One day later Mick sat down with the squadron’s informal accident board and debriefed both his part in the strike and the subsequent ditching. The board consisted of three officers, Bombing Eight’s XO and two lieutenant commanders from the Enterprise’s other bombing squadron. A yeoman sat at one end of the table, taking notes. Commander Blake and the ship’s assistant air boss were in the room, but they were there strictly as observers.
When Mick was finished, the board members had some questions about why he had lost control during the final moments of his landing and what, in his opinion, had happened to his gunner. Mick knew that the purpose of the board was to gather the facts while they were still fresh in everyone’s mind, not to apportion blame for knocking his tail hook off and losing his gunner in the course of the ditching. He described how the star shell had wiped out his night vision and then disappeared right when he needed it most. Then he recounted the ditching.
“Was Petty Officer Sykes injured during the strike operations?”
“No, sir. We were both fine. We went through the ditching checklist together on the way back. I didn’t like the first pass, so I went around to make sure we went in nearer that tin can. He was braced, vest on, and reported ready for impact.”
“Any idea what happened?”
“We hit pretty hard, despite my best efforts, and the plane flipped. Once the water came in, I lost comms with Sykes. I did what we were trained to do in the Dunker. Once on the surface I swam around the tail looking for him.” He hesitated.
“Yes?”
“Well, the landing lights were still on as the plane went down. I think I saw his arm sticking out of the gunner’s compartment as the plane sank. I’m not positive. She went down pretty quick, and then the lights went out. I got about a one-second look.”

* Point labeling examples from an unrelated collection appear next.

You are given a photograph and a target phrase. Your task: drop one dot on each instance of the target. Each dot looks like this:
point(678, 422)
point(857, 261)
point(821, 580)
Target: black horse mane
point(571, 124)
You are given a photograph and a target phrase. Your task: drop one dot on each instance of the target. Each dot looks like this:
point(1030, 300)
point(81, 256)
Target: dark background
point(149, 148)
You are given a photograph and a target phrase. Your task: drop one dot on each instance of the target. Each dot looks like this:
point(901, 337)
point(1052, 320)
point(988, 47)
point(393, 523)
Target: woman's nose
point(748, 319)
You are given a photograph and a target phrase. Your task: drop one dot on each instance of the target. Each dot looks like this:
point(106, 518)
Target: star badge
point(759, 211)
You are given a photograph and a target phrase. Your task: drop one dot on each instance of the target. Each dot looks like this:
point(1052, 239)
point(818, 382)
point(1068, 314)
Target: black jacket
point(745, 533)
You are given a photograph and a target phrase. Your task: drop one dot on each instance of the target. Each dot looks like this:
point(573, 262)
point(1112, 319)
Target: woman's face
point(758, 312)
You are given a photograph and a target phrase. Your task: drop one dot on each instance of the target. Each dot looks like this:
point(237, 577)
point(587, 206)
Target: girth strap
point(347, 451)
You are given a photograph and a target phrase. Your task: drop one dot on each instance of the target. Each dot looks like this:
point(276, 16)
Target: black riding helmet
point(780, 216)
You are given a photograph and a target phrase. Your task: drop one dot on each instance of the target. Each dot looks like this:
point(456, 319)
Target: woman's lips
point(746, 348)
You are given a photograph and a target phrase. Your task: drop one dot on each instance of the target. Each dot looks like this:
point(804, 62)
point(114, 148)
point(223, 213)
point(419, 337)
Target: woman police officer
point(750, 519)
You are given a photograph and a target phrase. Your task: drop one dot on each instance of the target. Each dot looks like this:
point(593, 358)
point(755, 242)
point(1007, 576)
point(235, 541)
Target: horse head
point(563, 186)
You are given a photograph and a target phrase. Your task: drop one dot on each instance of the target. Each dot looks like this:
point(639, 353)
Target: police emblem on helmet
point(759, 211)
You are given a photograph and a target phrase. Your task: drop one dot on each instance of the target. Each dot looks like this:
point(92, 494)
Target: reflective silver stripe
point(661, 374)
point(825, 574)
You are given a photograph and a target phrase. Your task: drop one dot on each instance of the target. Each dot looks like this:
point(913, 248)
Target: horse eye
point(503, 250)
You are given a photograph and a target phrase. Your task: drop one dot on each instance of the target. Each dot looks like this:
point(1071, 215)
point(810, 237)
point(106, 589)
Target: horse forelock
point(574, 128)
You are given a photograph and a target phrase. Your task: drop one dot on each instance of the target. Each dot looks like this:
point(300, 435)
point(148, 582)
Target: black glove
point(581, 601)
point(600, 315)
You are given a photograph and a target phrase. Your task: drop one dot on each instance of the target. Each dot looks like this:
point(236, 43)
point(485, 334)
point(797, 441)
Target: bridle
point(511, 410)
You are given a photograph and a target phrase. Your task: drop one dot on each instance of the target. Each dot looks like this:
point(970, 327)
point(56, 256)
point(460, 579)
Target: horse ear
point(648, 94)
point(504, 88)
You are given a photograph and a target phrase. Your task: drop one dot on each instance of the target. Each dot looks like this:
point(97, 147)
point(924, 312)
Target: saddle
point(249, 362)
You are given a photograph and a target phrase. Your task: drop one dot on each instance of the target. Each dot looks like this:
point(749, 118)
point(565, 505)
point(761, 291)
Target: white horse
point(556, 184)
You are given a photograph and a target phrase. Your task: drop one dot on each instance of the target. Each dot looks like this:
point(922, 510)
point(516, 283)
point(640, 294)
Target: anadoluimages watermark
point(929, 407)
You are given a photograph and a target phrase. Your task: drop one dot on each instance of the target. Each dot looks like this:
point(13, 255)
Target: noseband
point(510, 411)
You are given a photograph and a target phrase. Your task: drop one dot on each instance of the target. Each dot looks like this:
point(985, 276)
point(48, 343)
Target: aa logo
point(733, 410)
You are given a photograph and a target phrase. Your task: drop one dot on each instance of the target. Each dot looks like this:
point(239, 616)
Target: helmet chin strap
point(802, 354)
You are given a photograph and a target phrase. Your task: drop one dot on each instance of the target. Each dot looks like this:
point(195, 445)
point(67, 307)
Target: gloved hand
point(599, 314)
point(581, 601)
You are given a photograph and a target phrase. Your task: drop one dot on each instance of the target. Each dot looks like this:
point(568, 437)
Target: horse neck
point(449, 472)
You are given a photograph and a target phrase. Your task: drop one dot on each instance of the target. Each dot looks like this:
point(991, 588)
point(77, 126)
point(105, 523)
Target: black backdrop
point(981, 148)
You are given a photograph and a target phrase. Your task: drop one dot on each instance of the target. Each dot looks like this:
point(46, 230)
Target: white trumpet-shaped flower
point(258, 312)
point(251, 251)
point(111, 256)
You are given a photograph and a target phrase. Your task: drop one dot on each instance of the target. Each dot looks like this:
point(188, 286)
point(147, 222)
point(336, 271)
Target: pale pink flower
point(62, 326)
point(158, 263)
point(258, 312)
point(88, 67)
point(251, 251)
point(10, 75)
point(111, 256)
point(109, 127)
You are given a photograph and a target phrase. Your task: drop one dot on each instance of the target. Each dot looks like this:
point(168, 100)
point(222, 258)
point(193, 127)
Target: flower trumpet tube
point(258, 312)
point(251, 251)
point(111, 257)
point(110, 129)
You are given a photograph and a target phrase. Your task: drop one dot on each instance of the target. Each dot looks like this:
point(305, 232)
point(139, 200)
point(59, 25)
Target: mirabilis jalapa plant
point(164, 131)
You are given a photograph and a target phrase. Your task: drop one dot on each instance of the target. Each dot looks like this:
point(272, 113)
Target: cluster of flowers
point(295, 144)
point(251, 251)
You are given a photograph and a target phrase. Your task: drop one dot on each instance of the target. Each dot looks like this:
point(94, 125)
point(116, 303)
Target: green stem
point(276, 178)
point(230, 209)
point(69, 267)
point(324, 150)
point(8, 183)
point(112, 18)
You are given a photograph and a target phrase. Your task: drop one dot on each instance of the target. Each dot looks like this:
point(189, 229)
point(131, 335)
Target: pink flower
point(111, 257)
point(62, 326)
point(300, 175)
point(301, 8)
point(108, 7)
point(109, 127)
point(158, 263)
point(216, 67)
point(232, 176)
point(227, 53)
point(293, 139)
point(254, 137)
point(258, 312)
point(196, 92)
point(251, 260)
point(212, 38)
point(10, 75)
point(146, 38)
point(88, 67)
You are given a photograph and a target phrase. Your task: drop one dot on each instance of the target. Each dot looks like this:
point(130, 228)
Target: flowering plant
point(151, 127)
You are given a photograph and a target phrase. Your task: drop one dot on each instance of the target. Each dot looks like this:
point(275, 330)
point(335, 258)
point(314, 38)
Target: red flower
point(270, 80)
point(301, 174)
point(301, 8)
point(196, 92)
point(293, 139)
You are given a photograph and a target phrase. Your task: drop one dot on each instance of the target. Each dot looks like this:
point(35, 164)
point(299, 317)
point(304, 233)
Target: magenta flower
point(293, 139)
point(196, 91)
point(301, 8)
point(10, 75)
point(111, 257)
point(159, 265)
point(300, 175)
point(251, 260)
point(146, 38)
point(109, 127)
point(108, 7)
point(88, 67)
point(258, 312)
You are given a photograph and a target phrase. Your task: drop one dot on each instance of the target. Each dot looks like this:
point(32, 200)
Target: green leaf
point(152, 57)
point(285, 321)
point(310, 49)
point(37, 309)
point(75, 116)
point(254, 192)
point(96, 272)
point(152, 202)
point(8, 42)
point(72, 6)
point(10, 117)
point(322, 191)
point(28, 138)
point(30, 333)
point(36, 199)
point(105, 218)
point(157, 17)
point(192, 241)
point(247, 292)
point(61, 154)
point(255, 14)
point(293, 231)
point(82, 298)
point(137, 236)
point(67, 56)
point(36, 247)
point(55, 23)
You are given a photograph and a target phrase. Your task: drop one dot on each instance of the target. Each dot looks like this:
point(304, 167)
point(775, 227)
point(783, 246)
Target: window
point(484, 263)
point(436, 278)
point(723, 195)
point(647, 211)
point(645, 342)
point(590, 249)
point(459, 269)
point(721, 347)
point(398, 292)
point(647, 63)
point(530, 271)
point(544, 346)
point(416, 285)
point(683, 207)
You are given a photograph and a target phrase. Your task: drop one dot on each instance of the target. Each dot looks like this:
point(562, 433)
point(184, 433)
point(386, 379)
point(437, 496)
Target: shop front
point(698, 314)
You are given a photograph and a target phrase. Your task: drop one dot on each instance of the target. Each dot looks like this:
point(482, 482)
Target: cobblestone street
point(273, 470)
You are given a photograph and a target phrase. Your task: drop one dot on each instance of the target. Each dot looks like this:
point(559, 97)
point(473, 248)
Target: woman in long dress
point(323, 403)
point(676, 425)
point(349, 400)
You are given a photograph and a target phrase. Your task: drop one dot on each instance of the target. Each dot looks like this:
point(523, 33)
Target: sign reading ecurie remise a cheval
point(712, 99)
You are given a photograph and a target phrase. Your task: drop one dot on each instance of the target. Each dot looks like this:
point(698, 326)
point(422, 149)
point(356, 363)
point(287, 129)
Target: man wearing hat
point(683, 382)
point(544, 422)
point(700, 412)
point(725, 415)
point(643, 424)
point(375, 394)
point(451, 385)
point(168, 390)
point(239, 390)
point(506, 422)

The board members looked at each other, but no one commented.
“I tried to go down and get him, but my own life vest prevented it. Then the rescue boat was there and they were hauling me in.”
“So he may have been trapped in the aircraft?”
Mick sighed. “It’s possible, sir. Or he may have been unconscious or even dead, and it was his vest that was lifting him partway out of the gunner’s compartment.”
The XO asked him some more questions about his control settings at the time of impact and then asked the other members if they had anything else. Neither of them did. The XO looked up over Mick’s shoulder, nodded fractionally, and then had one more item for Mick.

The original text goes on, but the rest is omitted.